Linux Virtualization – A Sysadmin’s Survey of the Scene
The VMware Question
I’ve done quite a bit of work with VMware ESX the last few years and even though I have some serious purist-concerns about the management toolset I have to admit that it’s the product to beat in the enterprise these days. VMware is currently the state of the art for managability and beats the pants off most everyone else out there right now.
Yes, you can run 10-50 virtual machines without any fancy toolset to to manage them. I’ve done as much at home just using the venerable qemu and nothing more than shell scripts. However, I’ve also worked in environments with thousands of virtualized hosts. When things get this scaled up, you need some tools with some serious horsepower to keep things running smooth. Questions like “what host is that VM on?” and “What guests were running on that physical server when it crashed?” and “How can we shut down all the VMs during our maintenance window?” become harder and harder to answer without a good management toolset. So, before we continue dig the perspective I’m coming from. Picture 4000 guests running on 150 beefy physical hosts connected to 2-3 SANs across 3 data centers. This is not all that uncommon anymore. There are plenty of hosting companies that are even larger environments. Right now they pretty much all run VMware and that’s not going to change until someone can get at least close to their level of manageability.
The Vmware Gold Standard
Well first let’s talk about what Vmware get’s right so we can see where everyone else falls.Vmware’s marketing-speak is so thick and they change the names of their products so often that it’ll make your head spin. So, keep in mind. I’m just going to keep it real and speak from the sysadmin point of view not the CIO Magazine angle. Here’s what makes Vmware so attractive from my point of view:
- Live Migration (vMotion)
- Live storage migration (vStorageMotion or whatever they call it)

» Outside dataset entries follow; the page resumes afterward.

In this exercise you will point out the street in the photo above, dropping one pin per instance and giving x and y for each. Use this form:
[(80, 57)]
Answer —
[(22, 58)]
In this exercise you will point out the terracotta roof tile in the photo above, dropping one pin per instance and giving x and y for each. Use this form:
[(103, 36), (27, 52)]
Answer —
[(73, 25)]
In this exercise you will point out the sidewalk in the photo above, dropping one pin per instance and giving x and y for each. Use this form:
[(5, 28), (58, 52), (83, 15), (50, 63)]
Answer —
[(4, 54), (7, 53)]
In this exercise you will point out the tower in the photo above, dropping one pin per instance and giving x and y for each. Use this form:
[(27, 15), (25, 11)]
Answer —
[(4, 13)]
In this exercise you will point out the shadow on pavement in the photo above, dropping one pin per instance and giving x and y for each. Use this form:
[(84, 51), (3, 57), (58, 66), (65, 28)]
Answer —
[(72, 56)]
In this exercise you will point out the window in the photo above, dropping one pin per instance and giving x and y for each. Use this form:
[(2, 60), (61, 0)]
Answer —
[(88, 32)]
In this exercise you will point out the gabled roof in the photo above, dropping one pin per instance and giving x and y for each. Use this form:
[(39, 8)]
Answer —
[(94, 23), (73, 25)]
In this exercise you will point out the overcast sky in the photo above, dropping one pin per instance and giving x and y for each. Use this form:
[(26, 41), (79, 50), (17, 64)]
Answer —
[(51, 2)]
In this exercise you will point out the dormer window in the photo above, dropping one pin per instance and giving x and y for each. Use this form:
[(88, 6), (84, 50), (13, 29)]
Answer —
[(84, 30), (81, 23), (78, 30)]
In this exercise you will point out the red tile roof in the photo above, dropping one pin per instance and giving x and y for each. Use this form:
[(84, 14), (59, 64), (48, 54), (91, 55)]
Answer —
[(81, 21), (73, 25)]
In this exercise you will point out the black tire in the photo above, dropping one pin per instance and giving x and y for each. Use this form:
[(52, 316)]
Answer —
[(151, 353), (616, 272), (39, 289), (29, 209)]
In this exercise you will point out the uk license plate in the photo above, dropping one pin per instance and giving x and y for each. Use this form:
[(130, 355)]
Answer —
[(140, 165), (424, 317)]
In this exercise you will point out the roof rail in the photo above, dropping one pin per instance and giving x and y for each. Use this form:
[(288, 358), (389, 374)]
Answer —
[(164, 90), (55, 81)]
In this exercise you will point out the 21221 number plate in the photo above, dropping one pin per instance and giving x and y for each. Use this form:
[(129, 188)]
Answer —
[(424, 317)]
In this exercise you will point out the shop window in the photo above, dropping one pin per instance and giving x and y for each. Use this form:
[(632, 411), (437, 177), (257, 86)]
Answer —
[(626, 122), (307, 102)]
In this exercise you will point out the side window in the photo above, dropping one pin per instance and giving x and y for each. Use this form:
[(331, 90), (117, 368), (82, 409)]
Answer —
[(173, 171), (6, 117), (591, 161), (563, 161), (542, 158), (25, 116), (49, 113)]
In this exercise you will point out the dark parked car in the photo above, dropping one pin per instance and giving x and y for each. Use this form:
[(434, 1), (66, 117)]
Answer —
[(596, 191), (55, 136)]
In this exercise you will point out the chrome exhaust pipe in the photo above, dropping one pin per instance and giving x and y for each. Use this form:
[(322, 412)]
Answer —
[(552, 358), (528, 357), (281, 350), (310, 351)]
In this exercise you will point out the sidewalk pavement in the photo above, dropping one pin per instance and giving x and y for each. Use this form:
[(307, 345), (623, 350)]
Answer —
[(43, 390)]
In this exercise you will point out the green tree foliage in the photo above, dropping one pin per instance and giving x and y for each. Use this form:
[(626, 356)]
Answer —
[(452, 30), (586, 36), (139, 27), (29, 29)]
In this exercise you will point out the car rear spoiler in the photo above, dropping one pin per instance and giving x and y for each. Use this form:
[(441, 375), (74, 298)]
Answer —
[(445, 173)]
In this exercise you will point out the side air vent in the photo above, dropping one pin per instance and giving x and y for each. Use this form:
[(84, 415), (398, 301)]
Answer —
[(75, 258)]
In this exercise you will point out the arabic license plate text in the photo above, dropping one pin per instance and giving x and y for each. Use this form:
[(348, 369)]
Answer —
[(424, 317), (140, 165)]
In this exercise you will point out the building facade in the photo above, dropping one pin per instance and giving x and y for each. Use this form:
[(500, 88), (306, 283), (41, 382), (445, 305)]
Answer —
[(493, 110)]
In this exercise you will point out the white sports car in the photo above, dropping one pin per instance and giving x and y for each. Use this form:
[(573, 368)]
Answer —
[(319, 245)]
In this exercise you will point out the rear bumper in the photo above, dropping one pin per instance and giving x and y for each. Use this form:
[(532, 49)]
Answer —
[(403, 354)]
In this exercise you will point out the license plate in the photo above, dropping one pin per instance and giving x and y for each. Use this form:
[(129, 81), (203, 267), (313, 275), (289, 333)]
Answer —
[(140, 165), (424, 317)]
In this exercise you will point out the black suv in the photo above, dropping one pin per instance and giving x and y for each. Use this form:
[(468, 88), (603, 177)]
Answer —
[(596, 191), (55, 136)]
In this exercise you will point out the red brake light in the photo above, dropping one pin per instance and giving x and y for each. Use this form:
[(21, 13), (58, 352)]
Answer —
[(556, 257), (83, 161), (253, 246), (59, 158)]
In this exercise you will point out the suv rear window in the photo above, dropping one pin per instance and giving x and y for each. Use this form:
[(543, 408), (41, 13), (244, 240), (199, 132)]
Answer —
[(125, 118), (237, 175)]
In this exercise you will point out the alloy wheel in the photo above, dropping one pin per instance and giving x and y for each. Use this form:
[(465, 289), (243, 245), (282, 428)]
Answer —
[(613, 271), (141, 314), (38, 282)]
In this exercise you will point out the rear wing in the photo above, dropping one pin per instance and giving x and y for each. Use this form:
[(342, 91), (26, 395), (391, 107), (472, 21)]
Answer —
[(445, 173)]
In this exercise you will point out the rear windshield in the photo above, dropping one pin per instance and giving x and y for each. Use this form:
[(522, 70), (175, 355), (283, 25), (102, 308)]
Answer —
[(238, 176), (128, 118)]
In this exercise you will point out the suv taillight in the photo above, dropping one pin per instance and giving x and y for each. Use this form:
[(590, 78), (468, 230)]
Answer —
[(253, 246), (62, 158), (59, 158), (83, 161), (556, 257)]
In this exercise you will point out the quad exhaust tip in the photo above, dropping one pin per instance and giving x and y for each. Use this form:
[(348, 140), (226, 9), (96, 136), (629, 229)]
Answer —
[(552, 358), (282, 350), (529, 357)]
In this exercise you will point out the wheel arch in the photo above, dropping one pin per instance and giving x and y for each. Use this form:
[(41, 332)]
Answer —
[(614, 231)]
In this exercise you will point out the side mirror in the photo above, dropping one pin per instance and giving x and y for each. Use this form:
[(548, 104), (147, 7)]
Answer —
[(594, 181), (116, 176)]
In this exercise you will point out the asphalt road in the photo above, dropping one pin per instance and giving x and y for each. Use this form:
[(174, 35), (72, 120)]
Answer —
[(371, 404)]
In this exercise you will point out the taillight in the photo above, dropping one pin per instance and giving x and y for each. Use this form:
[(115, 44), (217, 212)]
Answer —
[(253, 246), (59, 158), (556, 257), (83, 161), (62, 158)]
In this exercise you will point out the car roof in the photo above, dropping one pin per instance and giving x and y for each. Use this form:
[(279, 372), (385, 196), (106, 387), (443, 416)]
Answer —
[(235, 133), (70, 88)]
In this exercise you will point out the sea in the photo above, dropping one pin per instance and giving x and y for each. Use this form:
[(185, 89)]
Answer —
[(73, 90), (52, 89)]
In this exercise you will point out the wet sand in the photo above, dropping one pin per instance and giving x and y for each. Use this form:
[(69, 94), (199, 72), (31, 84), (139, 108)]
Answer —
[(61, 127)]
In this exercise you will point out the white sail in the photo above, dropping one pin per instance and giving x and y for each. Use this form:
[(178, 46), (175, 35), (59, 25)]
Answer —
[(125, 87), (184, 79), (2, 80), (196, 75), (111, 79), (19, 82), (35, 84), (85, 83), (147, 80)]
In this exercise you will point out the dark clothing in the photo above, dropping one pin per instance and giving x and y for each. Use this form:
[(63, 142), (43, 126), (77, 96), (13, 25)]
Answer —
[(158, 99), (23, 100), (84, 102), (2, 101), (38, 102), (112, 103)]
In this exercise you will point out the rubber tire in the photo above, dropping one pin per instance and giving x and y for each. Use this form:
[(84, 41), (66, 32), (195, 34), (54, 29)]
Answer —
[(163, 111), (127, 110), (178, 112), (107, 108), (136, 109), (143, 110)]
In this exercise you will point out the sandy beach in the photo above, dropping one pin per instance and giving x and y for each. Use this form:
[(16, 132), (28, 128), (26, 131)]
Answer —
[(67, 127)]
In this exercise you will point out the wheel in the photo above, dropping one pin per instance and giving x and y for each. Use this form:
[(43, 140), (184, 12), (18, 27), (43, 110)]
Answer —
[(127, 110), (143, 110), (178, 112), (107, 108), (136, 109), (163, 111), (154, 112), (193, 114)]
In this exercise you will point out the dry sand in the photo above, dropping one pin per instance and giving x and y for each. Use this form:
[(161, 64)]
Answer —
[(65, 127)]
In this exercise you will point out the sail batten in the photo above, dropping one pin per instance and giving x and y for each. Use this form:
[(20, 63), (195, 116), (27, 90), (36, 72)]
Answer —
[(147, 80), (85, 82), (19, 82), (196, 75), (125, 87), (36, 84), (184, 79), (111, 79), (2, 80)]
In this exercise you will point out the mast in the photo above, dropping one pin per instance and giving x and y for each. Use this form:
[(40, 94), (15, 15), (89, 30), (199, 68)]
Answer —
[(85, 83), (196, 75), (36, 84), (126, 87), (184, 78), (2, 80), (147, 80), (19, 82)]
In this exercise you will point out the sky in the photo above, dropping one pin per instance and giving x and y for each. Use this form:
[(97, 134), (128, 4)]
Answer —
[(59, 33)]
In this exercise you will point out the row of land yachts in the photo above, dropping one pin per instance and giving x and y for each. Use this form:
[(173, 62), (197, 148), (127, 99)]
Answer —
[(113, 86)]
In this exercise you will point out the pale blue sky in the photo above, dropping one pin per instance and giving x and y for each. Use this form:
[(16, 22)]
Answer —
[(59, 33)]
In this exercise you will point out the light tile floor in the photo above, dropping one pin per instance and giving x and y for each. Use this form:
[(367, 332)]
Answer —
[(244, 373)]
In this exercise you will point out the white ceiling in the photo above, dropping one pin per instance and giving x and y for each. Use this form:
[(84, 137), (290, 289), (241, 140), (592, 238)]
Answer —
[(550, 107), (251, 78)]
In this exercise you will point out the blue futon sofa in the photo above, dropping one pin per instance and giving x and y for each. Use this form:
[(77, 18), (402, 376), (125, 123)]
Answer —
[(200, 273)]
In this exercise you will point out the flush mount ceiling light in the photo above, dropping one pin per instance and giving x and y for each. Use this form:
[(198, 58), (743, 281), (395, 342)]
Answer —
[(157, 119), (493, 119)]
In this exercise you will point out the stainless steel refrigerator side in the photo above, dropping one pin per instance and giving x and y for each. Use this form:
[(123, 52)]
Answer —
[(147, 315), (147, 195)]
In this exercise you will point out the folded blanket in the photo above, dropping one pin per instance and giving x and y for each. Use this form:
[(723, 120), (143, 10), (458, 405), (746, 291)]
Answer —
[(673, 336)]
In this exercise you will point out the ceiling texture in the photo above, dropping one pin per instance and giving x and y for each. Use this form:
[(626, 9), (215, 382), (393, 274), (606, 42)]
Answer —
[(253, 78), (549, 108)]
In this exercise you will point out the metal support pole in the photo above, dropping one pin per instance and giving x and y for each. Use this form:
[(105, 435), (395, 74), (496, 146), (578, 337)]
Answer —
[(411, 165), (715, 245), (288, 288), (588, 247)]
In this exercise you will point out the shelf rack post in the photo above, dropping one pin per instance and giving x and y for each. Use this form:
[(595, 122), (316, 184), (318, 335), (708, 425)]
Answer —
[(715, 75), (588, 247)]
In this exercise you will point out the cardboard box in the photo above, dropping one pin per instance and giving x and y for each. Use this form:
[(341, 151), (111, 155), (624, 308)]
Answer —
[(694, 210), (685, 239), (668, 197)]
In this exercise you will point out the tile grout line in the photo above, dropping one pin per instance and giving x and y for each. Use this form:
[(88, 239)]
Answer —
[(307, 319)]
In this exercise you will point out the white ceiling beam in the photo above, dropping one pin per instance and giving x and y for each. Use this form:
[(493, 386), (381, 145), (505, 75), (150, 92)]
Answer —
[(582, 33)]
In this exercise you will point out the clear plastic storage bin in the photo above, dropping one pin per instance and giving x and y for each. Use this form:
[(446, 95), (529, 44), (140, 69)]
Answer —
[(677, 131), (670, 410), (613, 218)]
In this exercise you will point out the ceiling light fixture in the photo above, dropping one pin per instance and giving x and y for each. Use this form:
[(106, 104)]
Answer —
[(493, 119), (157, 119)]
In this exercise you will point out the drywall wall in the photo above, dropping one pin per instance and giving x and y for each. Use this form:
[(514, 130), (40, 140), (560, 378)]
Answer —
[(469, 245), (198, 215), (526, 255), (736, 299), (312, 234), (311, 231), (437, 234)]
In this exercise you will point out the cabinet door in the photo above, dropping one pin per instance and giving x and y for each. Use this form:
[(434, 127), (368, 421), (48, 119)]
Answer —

- Good SAN integration with lots of HBA drivers and very easy to add datastores from the SAN
- Easy to setup multipathing for various SAN types
- The “shares” concept for slicing CPU time on the physical box down to priority levels on the guests (think mainframe domains)
- Easy to administer one machine (vSphere client) or many machines in a cluster (vCenter)
- Distributed resource management (DRS) allows you to move busy VMs off to balance the load
- Supports high availability clustering for guests (HA) and log-shipping-disk-and-memory-writes fault tolerant clones (FT). The latter is something I don’t think anyone else does just yet.
- Allows you to over-commit both memory (using page sharing via their vmware-tools guest additions) and disk (using “thin provisioning”)
- Allows easy and integrated access to guest consoles across a large number of clustered machines (vCenter)
- Allows easy “evacuation” of hosts. Guests can spread themselves over the other nodes or all migrate to other hosts without a lot of administrative fuss. This allows you to do hardware maintenance on a host machine without taking downtime for the guests.
- Customers in hosted environments can get access to a web-based console for just their host allowing them to reboot or view stats without getting support involved.
- Some nice performance statistics are gathered both per-host and per-guest.
- VMware is very efficient. In my testing only about 1-3% of the host’s CPU is degraded by the hypervisor. The rest the VMs do actually get. In some rare cases, they can even perform better (like cases where short bursty I/O allows the dual buffer caches of the OS and hypervisor to help out).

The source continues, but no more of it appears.